Comments: I was very close to having half of my top 10 list make the overall top 10 list, which is bonkers to me. I’m surprised this one didn’t crack the top 10, as I remember hearing some “five stars” buzz when it happened. Seeing that it was only one point out of the top 10, I kind of wish I had swapped its placement with the Big Guns/Strong BJ AJPW match. It would have also gotten a WWE main roster match into the top 10.


#7 – 9. Will Ospreay vs. Ricochet – BOSJ Block match (5/27/2016)

There are like 35 blurbs for this match, aren’t there? You’re definitely skimming by now, aren’t you?

This was peak FLIPZ with a great story. Everyone saw it. Everyone loved it. Or has bad taste.

Comments: I thought this one was going to rank in the top 5, but apparently a lot of people were like me and put it in the back half of their list. It was the most important match in terms of buzz, and I think I gave it a very good rating when I watched it, but 2016 was a craaaaazy good year, and it ended up making my list on importance more than straight quality.

#4 – 2. Sami Zayn vs. Shinsuke Nakamura – NXT Takeover Dallas (4/1/2016)

Sometimes a match doesn’t need a story, or a reason to happen. Sometimes it just needs to be CRAZY GOOD. This match made me flail my arms in excitement like Kermit the goddamn Frog while I was watching it, because this match was a perfect explosion of charisma and face-kicking.

Comments: I’m guessing when the stats breakdown comes out, this is going to be the highest ranking match from people who only watch WWE. It’s also the last time Shinsuke Nakamura did anything worth watching in 2016. I did enjoy watching the hype train as fans who don’t watch NJPW climbed all over his dick, then realized he wasn’t the five star match machine they thought he was – he’s a guy with a superstar aura, a really high ceiling and a really low floor. In important matches, like his debut against Sami Zayn, he comes off like the best wrestler in the world. In less important matches, or with lesser opponents, like a past-his-prime Samoa Joe? He’s fine.

#2 – 1. Kazuchika Okada vs. Hiroshi Tanahashi – Wrestle Kingdom 10 (1/4/2016)

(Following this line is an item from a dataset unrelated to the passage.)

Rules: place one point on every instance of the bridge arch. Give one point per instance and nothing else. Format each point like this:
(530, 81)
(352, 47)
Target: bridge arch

Kazuchika Okada went from shitting the bed with Yoshi-Hashi to being the best big match wrestler in the world in the span of 4 years. As a pair, Okada and Tanahashi have been incredibly helpful to me, personally, over the years, as they’ve been my number one match in the VOW poll every year that I’ve participated. It makes it so much easier to fill out the ballot when the most important slot doesn’t require any thought. Okada and Tanahashi are both all-time great pro wrestlers, but together they become super wizards of the mat, casting spells of… I’m tired of this analogy, but you get the point. They’re great. They have great matches. Match of the Year.

Comments: This match not being first overall is criminal. Kenny Omega vs. Tetsuya Naito from the G1 Climax tournament finished first, and while that was an excellent match, I feel like the Kenny Omega hype train after his Wrestle Kingdom match with Okada gave his top end 2016 matches a push. I will fully admit, though, that Omega is very much like Nakamura for me, in that I am consistently lower on him than the general populace of the wrestling internet that I interact with. Anyway, Okada vs. Tanahashi is the best feud of the 2000s, and the only reason I didn’t have BOTH of their big matches from 2016 on my list was because I didn’t want to double up on anything (otherwise I would have had 4 spots taken up by Okada/Tanahashi and #DIY/Revival).